Post university blues are a genuine form of sadness that affects a significant proportion of the graduate population.

You’ve spent 3 years at university, a time which has been an influential and important few years of your life. The lessons you’ve learnt and the experiences you’ve had will no doubt have shaped both your personality and your world view. This, married with the fact you’ve never had so much fun in a short amount of time, can mean that you hold those times up as “the best of your life”.

The problem is, once you’ve reached university’s conclusion, the association with it being “the best time of your life” inevitably feels that you’re waving goodbye to your heyday as well.

You’re not alone in feeling down or depressed once you finish university. A large majority also get that tinge of post university blues, as the reality of “real-life” hitting, friends moving away and a fun chapter closing all add up to create a tough challenge mentally.

But it’s important to remember that a chapter closing means another one is about to open. Who would’ve known that when you left your parental home for the first time and went to university, it would’ve turned out as well as it did?

It’s time to look forward, whilst still having fond glances back. Those days have now finished. But by using some of the below techniques for beating the post university blues, you can appreciate what you had, whilst also creating more fun moving forwards.

 

There is no rush when university finishes, take your time

A painter working on a canvas.
Photo by Ari He on Unsplash.

You are not required to jump into a career job for life, nor do you have to cater to the expectations of society.

It’s easy to add extra pressure to yourself based on the expectations of others, so don’t do it. You’ve got the rest of your life in front of you, so take time to decompress after an intense few years.
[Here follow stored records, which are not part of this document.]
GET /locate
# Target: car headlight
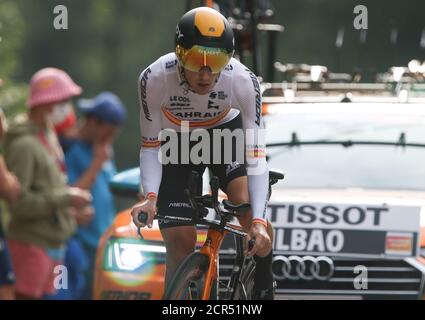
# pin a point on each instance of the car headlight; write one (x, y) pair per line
(131, 254)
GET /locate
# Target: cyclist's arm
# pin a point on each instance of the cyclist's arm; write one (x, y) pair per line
(150, 87)
(247, 98)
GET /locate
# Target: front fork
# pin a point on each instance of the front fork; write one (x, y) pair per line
(237, 269)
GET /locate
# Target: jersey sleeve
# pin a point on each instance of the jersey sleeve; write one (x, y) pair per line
(151, 87)
(247, 98)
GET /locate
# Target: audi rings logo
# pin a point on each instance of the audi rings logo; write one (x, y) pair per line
(303, 268)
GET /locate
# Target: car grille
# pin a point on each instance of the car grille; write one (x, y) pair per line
(386, 279)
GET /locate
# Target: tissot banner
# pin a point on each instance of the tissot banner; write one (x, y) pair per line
(345, 229)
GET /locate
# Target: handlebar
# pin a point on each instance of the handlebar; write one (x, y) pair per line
(200, 204)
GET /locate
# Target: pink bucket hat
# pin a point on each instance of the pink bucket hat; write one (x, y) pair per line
(51, 85)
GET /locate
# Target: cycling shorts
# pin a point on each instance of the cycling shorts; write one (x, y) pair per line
(172, 199)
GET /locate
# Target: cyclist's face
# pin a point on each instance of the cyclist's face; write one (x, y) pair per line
(202, 81)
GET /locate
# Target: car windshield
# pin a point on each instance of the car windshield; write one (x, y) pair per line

Chill, travel, start a hobby. Whatever pulls you in.

Do what you want to do.

 

Be active

A man surfing in Wales at sunset.
Credit: Carl Jorgensen, Unsplash.

Whether we like it or not, we know keeping fit and healthy has a huge impact on our mental health.

If you’re feeling the blues, try and get into a consistent routine of keeping fit. Going to the gym once and taking a selfie in the mirror won’t help.

Make sure you create a lifestyle change that you can stick to, and you’ll reap the rewards in the long run.

 

Do whatever you want to do

A man standing on a mountain in the UK.
Credit: Nikolay Dimitrov, Unsplash

You control your own fate.

Not your parents, not your course and not society. Yes, you may have a longer-term version of moving into a certain industry. But you can decide when.

There’s no step backward at this point. Every step in your 20s and 30s, like university, is a learning curve in the right direction. If you fancy trying your hand at bar work for the very first time; then do it. Want to volunteer in Africa? Make it happen.

This period of continued of so-called reduced responsibility is invaluable, so use it.

 

Ditch social media apps and the comparison mindset

Multiple people checking their phone.
Photo by ROBIN WORRALL on Unsplash

Social media encourages lifestyle comparison.

It’s what it thrives on. It has its benefits, so I wouldn’t go and delete your account. But rid your phone of social media apps and rid your mind of comparing your life to others.

You’re running your own race and you can only find the start line when you’re looking for it, not through your phone.

 

Chase your dreams

Roys Peak, Wanaka, New Zealand.
Photo by Aaron Sebastian on Unsplash

We’re all searching for purpose and meaning, and a lot of the time you can find it in the dreams you have.

If you’re lucky enough to have a big, lofty dream and you’re determined to get there, now is the time to start getting your foot onto the ladder and climb.

The feeling of progressing each day can be the most satisfying, and by knowing what you want to do, you’ll find energy and determination in getting there.

 

Keep in touch with your university friends

A group of friends laughing.
Photo by Helena Lopes on Unsplash

You will drift with some of your friends after university.

It’s just the unfortunate truth and this contributes towards post university blues. But physical proximity to someone doesn’t have to define your friendship. If you’re truly close, you could go a year without seeing each other and when you finally do catch up for a drink, it’ll feel like you’ve hardly been away. It’s important to keep connected and engaged with each other, so the odd text or call will do wonders in maintaining your friendship.

It’s important not to forget what you’ve been through and to make sure you keep those good people around you.

 

You’ll no doubt feel the post university blues to some degree.

The self-proclaimed “best days of your life” seem like they’ve come to an end.

But if you glance back and remember the fond memories without wishing to go back in time, you can use the good times to power you forward into the next chapter of your life.